Aslına bakarsak General İsmail Berkok buna benzer bir teşkilatlanmanın 1807 yılında gerçekleştiğini ifade etmektedir. Bu teşkilatın Kalawubatıko Şuwpago önderliğinde 12 Eyaletten oluşan bir devlet tipi olduğunu, milli birliğe dayalı, maddi ve manevi olarak milletin tüm güçlerini birleştiren bir teşkilat kurmanın amaçlandığını yazar ve bu 12 eyaleti de sıralar. Bu eyaletler şunlardır:             

1- Şapsığ-Nathuaç, 2- Abzeh, 3- Kemirgoey ( Çemguy) , 4- Barakay, 5- Bjeduğ, 6- Kabardey-Besleney,         7- Hatukay, 8- Mehoş, 9- Başılbey 10- Teberda (Karaçay-Malkar), 11- Abhazya, 12- Vubıh Bölgesi.

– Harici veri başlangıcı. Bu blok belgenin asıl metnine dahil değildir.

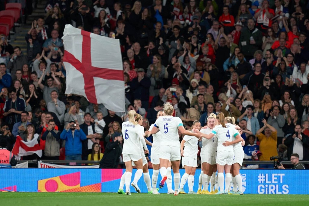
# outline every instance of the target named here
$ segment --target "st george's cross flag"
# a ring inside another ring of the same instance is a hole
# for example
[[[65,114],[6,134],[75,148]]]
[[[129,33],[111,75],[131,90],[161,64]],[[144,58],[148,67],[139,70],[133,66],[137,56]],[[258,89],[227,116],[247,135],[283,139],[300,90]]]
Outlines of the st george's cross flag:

12 eyaletin her birinin kendine ait bir idaresi ve işlerini görüşeceği birer meclisleri vardı. Bu eyalet meclislerinin temsilcilerinden oluşan 300 kişilik bir Milli Yemin Meclisi  ( Jilethaua Xase) oluşturulur. Berkok Paşa, bu Meclisin Çerkes topraklarının çeşitli yerlerinde toplanarak güçlü bir yapı oluşturmak için görev yaptığını, bu birlik ruhunun da 1864 e kadar direnişi beslediğini ifade etmektedir. Şamil’in naibi Muhammed Emin de bir süre bu meclise liderlik etmiştir. Bu dönemde Muhammed Emin Meclisi örgütleyerek, teşkilatları ile birlikte daha kurumsal bir yapıya sokmaya çalışarak birliği sağlamak için çaba gösterdi ise de bir aşamaya kadar başarabildi. İdari ve adli alanda yapılan bazı düzenlemeler dışında Çerkes topraklarında ciddi bir başarı sağlayamadı.   Çeşitli yerlerde gerekli görülen zamanlarda toplanan bu meclisin bir merkezi, binaları ve kurumları oluşturulamadı. Rusların işgallerine karşı organize olmaktan başka amaç gütmeye fırsat bulamadı demek yanlış olmaz. Bu meclis toplantılarının yabancı görgü tanıkları da vardır: Edmund Spencer, John Longworth, James Bell, David Urquhart, Şövalye Taitbout de Marigny...                    13 Haziran 1861 de Hacı Granduk Berzeg’in liderliğinde kurulan Yeni Meclisin ( Büyük Özgürlük Meclisi )  Jilethaua Xase’ nin yaklaşık 50 yıllık mücadelesini yeni bir aşamaya geçirdiğini, Çerkeslerin artık bağımsız bir devlet oluşumuna geçtiğini de söyleyebiliriz. Bu meclis de Haziran 1861 den 1864 yılına kadar işgale karşı direnişi organize etmeye çalışacaktır.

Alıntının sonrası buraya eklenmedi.